Hmh... Hidup itu untuk mati, lalu kenapa harus bermuluk-muluk, g
realistis? salah, salah besar, ini lebih realistis dari realitas apapun,
manapun dan bagaimanapun. Sebagai manusia yang benar-benar biasa,
logikanya kita akan tetap mati, mati dan mati, siapapun itu, raja,
presiden, penguasa bahkan Nabi pun mati, kemanapun kalian pergi, kalian akan tetap saja mati,
udah ada yang benar-benar menjadi makhluk abadi? Vampir? Ah itu g
realistis. Pikir sejenak, jangan terlalu skeptis, objective dikit dan pake otak (hahasu..), bener g? Lalu ngapain muluk-muluk gitu? Harusnya bersyukur dengan apa yang didapet bukan merasa kurang, percuma, yang ada malah g idup sama sekali.
Pikir lagi deh, memilih yang bukan pilihan, ah ini gila, kayak boneka aja, mati sebelum waktunya namanya. Apa yang terbaik buat kita itu kita dan Tuhan yang tau, bukan mereka, kan? Lagian kehidupan yang mandiri mah bukan sekedar hidup sendiri, dapetin uang sendiri, tapi lebih ke pemikiran yang mandiri, pilih sendiri dan pertanggungjawabkan sendiri, kalau menuruti pilihan oranglain, siapa yang bakal mempertanggungjawabkeun pilihan itu? :nohope: Lalu apa tujuan hidup itu kalau kek gini? Pandangan hidup pun kabur blur pake motion blur radius 100px pake opacity 100% terus diblur lagi pake gaussian blur... :hammer:
Apapun yang kita lakukan itu untuk hidup kita, bukan mereka meski mereka siapa-siapa kita, hidup-hidup kita ini, bukan mereka ini yang menjalani, repot banget hidup kita, kasian sekali hidup kita harus tergantung dengan oranglain, ketergantungan dan jadi konsumtif sama doktrin mereka meski bertentangan ama nurani, eh mungkin juga tidak, kan juga tidak?

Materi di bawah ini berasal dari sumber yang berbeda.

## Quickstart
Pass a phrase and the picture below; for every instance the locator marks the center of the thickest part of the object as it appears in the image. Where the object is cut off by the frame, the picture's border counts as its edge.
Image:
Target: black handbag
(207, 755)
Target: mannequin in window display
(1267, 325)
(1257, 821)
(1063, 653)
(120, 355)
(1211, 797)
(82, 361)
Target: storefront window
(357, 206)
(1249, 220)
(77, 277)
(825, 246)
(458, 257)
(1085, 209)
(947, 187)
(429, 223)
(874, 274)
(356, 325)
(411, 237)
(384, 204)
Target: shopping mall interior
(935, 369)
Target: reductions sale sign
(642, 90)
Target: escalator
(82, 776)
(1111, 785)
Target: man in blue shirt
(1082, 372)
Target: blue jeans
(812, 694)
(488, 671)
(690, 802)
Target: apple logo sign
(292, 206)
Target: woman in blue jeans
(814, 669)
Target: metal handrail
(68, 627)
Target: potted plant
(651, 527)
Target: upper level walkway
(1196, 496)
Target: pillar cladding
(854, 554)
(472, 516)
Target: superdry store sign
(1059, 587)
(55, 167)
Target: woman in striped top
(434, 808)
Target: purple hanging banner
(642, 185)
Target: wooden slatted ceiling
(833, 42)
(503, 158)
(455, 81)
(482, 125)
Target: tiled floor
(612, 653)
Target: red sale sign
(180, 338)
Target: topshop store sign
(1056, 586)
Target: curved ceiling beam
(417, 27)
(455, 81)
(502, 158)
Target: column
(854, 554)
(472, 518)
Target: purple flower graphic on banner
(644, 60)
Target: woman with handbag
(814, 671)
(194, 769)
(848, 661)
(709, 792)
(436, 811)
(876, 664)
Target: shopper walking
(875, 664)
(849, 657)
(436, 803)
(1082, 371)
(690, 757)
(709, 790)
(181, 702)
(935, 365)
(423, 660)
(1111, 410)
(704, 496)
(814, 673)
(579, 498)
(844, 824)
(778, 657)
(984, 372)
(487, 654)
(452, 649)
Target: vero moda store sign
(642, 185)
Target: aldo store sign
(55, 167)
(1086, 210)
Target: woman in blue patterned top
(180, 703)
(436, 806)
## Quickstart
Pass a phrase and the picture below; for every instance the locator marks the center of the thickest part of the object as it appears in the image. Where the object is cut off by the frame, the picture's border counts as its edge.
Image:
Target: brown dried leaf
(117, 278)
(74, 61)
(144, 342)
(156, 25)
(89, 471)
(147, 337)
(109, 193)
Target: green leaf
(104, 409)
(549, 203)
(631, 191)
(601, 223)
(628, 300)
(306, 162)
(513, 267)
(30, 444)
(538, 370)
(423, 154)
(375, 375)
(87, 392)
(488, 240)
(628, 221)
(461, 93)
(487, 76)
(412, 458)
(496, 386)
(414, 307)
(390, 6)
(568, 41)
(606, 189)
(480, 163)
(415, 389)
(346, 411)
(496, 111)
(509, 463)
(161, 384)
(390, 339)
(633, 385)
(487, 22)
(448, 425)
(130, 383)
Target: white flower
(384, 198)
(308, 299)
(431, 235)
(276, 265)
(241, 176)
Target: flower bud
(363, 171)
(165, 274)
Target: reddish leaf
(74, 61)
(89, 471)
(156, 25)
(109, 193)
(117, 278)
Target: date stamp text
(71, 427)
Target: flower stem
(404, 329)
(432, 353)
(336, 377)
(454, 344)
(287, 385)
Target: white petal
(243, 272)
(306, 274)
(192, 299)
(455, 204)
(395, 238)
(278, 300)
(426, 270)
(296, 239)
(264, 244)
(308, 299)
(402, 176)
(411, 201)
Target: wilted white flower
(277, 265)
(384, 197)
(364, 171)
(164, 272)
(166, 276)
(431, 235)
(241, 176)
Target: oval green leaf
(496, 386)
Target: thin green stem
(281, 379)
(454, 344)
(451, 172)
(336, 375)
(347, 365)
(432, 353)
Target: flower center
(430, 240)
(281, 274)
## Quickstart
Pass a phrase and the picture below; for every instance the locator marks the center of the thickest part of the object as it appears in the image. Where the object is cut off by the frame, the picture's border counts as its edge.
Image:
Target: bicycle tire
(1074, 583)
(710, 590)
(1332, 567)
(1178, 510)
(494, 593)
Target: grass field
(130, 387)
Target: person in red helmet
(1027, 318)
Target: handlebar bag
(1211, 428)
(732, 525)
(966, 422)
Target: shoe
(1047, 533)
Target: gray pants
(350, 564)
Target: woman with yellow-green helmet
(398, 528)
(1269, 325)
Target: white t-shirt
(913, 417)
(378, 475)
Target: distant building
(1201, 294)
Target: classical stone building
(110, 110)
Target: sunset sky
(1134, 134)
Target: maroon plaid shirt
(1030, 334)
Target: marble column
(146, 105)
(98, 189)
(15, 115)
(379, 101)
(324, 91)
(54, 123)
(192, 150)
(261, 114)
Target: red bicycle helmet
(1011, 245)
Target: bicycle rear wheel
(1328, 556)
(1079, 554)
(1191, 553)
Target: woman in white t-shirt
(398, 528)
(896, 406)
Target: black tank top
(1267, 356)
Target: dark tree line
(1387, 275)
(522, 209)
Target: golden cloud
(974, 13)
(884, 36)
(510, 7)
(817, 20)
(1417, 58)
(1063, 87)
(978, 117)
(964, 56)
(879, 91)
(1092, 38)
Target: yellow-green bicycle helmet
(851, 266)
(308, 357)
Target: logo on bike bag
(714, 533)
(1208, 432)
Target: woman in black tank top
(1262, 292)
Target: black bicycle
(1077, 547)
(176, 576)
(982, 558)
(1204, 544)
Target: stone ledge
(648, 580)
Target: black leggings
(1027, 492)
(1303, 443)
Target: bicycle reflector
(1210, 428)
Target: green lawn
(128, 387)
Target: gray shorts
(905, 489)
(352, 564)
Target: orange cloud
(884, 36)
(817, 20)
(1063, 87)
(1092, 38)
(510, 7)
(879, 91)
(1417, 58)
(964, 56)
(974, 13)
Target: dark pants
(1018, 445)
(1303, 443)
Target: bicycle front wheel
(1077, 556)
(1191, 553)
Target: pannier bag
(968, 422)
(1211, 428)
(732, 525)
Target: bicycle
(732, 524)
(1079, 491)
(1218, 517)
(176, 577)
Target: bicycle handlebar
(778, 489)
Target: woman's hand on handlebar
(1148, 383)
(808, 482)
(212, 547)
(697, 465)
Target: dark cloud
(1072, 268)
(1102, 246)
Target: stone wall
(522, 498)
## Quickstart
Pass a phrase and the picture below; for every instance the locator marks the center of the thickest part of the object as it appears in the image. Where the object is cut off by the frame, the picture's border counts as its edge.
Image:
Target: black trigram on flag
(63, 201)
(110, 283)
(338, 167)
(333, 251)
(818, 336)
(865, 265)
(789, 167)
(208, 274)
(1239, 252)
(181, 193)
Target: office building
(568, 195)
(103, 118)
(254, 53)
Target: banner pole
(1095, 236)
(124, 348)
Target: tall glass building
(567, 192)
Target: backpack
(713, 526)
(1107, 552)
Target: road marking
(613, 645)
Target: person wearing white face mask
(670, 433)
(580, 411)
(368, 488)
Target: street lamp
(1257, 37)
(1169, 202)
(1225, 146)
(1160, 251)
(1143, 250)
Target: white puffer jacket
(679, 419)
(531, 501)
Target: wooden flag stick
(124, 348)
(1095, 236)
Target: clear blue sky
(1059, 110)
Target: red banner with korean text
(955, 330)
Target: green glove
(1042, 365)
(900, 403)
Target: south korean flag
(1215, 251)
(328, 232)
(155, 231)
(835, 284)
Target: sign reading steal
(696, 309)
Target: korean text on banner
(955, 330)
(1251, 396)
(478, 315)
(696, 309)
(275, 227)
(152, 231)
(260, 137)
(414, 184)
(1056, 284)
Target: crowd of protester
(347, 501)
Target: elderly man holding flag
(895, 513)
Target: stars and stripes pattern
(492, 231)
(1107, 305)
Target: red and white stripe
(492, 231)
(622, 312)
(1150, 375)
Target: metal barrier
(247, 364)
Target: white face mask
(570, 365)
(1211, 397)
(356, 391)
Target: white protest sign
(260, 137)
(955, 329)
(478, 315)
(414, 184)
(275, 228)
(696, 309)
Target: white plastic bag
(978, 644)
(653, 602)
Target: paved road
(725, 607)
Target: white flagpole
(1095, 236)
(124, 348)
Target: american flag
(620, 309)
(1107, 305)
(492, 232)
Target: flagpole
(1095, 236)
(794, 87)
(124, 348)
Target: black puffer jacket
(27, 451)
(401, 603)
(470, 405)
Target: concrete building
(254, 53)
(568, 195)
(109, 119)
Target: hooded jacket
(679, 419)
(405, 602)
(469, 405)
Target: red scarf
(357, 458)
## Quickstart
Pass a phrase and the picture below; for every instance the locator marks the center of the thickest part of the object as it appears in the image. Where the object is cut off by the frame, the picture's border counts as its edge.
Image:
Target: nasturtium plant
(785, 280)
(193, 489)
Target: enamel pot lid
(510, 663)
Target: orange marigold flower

Yah apa mau dikata, pemikiran orang berbeda-beda, tapi kalau ngomongin realitas yang realistis, ini lebih realitis. Ah kenapa Einstein nemuin relatifitas sih??? Gini kan jadinya. sial tu orang.... =="
Pretty nice post. Aku hanya tersandung pada blog Anda dan ingin mengatakan bahwa saya telah benar-benar menikmati browsing posting blog Anda. Dalam hal apapun saya akan berlangganan feed Anda dan saya harap Anda menulis lagi segera!
ReplyDeleteHehehe... Terimakasih sebelumnya, sebenarnya blog ini sekedar untuk melampiaskan kekesalan-kekesalan saja, terimakasih sudah berkenan membaca tulisan dengan bahasa yang sebenarnya kurang pantas ini. Salam.